8 / 8
第八話 悲運のバケモノ
しおりを挟む人も虫も植物も眠りについた真夜中のこと。薄暗い部屋のベットの中で、彼はふと目を覚ました。
一度眠ると朝まで滅多に起きることがない彼は、我ながら珍しいこともあるものだと思いながらゆっくりと身体を起こす。
灯りをつけていない部屋は、窓から差し込む月明かりによってぼんやりと白く浮かび上がっていた。
その光に導かれるように、彼はベッドを降りて窓の方へと歩いていく。
外を見上げると紺色のキャンバスの上には、色取り取りの小さな星屑達と、不気味なほど青白い三日月が描かれていた。
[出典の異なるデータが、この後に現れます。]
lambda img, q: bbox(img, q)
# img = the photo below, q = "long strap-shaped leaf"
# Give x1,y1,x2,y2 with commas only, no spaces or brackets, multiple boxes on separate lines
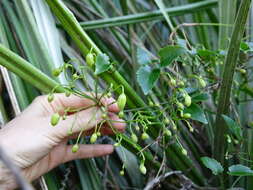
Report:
214,0,251,163
46,0,204,184
0,44,64,93
80,0,218,30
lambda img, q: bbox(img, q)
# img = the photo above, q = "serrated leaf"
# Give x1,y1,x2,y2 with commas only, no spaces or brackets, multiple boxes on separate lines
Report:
136,65,160,95
137,47,151,65
228,164,253,176
95,53,110,75
192,93,209,103
184,104,208,124
222,115,242,140
201,157,224,175
159,45,187,67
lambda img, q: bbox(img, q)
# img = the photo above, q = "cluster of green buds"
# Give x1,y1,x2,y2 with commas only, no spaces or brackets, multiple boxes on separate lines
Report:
117,87,127,118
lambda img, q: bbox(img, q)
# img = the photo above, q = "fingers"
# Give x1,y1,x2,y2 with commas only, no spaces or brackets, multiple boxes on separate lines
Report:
63,145,114,163
52,107,102,139
64,114,126,139
30,93,119,115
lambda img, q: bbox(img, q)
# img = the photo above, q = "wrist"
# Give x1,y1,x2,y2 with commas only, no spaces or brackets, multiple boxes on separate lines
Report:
0,161,17,190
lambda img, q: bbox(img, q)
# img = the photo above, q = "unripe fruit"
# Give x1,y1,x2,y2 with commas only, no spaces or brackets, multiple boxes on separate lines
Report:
170,79,177,87
148,100,154,107
52,67,62,77
62,115,67,120
118,111,124,119
85,53,95,67
184,94,192,107
90,133,98,143
102,113,107,119
131,133,138,143
51,113,61,126
182,148,188,156
164,118,170,125
47,94,54,103
140,164,147,175
177,102,184,110
183,113,191,119
239,69,247,75
72,73,79,80
113,143,120,147
72,144,79,153
164,129,172,137
141,132,149,140
198,78,206,88
119,170,125,176
117,93,126,111
177,81,184,87
65,91,71,97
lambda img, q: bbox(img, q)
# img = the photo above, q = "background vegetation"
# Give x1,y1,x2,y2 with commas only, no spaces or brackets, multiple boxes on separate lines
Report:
0,0,253,190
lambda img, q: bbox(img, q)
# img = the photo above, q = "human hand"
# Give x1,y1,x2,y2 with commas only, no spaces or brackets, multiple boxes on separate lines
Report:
0,94,125,189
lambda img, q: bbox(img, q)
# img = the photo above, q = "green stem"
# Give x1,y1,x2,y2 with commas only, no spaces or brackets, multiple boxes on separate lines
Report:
0,44,64,93
80,0,218,30
213,0,251,164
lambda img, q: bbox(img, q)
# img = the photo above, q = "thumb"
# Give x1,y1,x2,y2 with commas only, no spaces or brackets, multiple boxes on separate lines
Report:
48,107,102,139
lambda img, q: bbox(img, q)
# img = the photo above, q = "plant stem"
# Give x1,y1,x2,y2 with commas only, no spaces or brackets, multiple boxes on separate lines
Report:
213,0,251,164
80,0,218,30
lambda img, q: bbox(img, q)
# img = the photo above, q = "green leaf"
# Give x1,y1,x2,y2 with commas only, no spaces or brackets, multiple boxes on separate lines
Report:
136,66,160,95
201,157,224,175
192,93,209,103
197,49,217,61
184,104,208,124
137,47,151,65
228,164,253,176
95,53,110,75
222,115,242,140
159,45,186,67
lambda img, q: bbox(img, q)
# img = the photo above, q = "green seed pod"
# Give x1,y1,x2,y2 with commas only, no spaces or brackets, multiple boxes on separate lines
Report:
62,115,67,120
182,148,188,156
183,113,191,119
177,81,184,87
97,132,101,137
117,93,126,111
65,91,71,97
131,133,138,143
51,113,61,126
119,170,125,176
72,144,79,153
164,118,170,125
148,100,154,107
184,94,192,107
113,143,120,147
141,132,149,140
239,69,247,75
102,113,107,119
90,133,98,143
170,78,177,87
198,78,206,88
139,163,147,175
118,111,124,119
52,67,62,77
164,129,172,137
107,92,112,98
85,53,95,68
68,129,73,136
177,102,184,110
72,73,79,80
47,94,54,103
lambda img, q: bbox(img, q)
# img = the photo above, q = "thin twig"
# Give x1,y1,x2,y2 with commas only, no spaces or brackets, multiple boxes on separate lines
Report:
0,146,34,190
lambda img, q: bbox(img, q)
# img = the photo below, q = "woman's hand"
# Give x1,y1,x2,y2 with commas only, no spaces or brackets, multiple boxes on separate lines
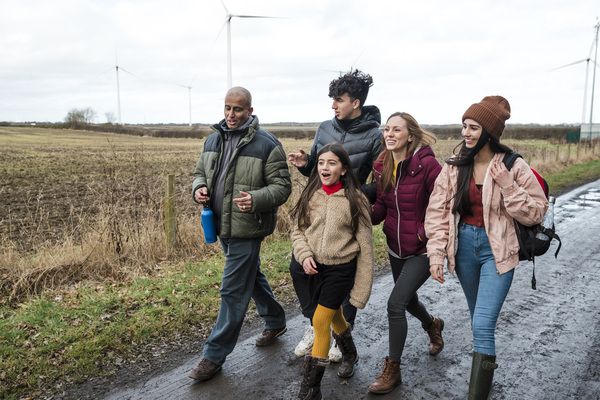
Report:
429,264,444,283
302,257,319,275
490,163,515,189
288,150,308,168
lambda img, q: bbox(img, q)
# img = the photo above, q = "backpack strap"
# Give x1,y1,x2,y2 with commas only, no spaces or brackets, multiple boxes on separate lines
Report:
502,151,523,171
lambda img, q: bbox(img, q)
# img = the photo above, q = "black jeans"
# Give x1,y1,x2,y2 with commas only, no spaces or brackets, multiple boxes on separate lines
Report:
290,256,356,326
387,254,433,361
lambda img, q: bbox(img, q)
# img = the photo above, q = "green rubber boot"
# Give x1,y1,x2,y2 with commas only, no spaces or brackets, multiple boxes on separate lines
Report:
468,352,498,400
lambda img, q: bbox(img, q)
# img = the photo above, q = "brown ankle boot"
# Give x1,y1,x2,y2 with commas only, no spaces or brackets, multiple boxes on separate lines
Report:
369,357,402,394
423,317,444,356
298,356,329,400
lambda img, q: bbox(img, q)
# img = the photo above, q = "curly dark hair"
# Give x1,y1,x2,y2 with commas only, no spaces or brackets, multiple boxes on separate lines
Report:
329,69,373,107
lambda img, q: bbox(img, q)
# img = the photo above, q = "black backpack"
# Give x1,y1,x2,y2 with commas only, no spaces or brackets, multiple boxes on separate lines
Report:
502,152,562,290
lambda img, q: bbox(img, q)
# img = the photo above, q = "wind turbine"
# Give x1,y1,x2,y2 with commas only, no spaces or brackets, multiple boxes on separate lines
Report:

彼の宝石のように美しい瞳の中に、冷たい光を放つ三日月が映り込む。
(……そういえば、あの夜もこんな月が出てたっけ)
彼はそっと目を閉じて彼自身の過去に想いを馳せた。
彼はここリスペルシャ王国の南に位置するトルペという町で生まれた。
トルペは、周囲を山で囲まれており、その山間における湧水から作られた地酒が名産品とされている、言わば"酒の町"である。
そして彼の父の家は、その地酒を商う商家のうちの一つであった。
平凡な容姿に、これといって抜きんでた才能もなかった彼の父テオドルスは、幼い頃から隣の家に住む一つ年下のラーラという少女に恋をしていた。ラーラの方は、テオドルスの事を兄のような存在としか思っておらず、恋愛対象としては見ていなかったが、何年経ってもずっと一途にラーラを思い続けるテオドルスに絆され、やがて二人は結婚した。
彼の妻への溺愛ぶりは町でも有名だった。そんな二人の間に出来た愛の結晶──それが"彼"だった。
彼は、母ラーラの髪と目の色をそのまま受け継いで生まれてきた。その容姿はお世辞にも可愛らしいとは言えなかったが、それでもラーラは無事に生まれてきた彼を涙を浮かべて眺め、白い腕で優しく抱きしめた。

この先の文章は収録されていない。